Lithium metal batteries fail when bits of lithium metal deposits break off from the surface of the anode during discharging and are trapped as “dead” or inactive lithium that the battery can no longer access. This trapped lithium is largely responsible for lowering the Coulombic efficiency of the device.
This is what researchers at the University of California San Diego found after developing a technique to measure the amounts of inactive lithium species on the anode and studying their micro- and nanostructures. In detail, they added water to a sealed flask containing a sample of inactive lithium that formed on a cycled half-cell. They found that unreacted lithium metal is the main ingredient of inactive lithium. As more of it forms, the lower the Coulombic efficiency sinks.
Their discovery was published in the scientific journal Nature and it challenges the conventional belief that lithium metal batteries fail because of the growth of a layer, called the solid electrolyte interphase or SEI, between the lithium anode and the electrolyte.

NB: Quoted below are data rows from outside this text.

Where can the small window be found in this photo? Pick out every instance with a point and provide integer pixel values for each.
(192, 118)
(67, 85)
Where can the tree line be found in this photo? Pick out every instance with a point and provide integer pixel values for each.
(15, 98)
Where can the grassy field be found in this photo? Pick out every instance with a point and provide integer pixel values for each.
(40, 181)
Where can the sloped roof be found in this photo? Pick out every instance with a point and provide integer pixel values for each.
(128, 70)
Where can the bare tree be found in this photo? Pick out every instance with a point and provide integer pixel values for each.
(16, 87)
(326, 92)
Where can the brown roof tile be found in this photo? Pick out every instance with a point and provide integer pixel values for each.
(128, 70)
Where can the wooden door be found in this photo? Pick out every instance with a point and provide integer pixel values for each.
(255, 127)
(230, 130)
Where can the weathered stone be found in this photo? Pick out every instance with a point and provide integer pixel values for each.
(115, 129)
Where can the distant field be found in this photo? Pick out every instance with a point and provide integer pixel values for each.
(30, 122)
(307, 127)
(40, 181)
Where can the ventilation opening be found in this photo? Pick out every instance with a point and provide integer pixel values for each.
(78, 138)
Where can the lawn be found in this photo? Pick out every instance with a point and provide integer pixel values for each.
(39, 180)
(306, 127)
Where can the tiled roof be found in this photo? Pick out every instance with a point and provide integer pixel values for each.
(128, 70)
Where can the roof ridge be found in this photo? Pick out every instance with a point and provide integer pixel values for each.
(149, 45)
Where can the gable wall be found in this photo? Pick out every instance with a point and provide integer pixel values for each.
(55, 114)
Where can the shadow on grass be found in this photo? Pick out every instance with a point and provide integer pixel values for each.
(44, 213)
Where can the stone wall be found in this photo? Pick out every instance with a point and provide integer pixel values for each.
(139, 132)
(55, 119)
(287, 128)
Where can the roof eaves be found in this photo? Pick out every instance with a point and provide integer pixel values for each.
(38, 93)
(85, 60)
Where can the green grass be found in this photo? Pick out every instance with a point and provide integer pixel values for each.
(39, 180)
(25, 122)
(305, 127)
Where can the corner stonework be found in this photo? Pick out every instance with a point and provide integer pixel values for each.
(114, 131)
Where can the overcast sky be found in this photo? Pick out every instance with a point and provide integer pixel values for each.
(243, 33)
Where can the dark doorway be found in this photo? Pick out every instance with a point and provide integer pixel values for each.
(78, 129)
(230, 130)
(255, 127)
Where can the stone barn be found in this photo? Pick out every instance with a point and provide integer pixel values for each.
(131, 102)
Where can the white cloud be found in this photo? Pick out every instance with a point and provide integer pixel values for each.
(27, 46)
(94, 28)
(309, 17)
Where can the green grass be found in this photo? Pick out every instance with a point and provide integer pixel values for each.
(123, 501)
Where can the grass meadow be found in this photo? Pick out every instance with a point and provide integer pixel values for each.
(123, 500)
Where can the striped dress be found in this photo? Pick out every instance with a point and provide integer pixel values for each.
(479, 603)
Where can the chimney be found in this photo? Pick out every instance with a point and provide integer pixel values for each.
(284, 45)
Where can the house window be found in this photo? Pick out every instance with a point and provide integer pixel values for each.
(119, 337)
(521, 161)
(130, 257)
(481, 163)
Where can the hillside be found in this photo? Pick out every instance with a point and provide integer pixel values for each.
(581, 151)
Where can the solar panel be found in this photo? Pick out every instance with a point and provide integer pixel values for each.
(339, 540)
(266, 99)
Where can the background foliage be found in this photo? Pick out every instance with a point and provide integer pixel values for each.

“By figuring out the major underlying cause of lithium metal battery failure, we can rationally come up with new strategies to solve the problem,” the lead author of the study, Chengcheng Fang, said in a media statement. “Our ultimate goal is to enable a commercially viable lithium metal battery.”
According to Fang, lithium metal batteries, which have anodes made of lithium metal, are an essential part of the next generation of battery technologies. They promise twice the energy density of today’s lithium-ion batteries -which usually have anodes made of graphite-, so they could last longer and weigh less.
“This could potentially double the range of electric vehicles,” she said.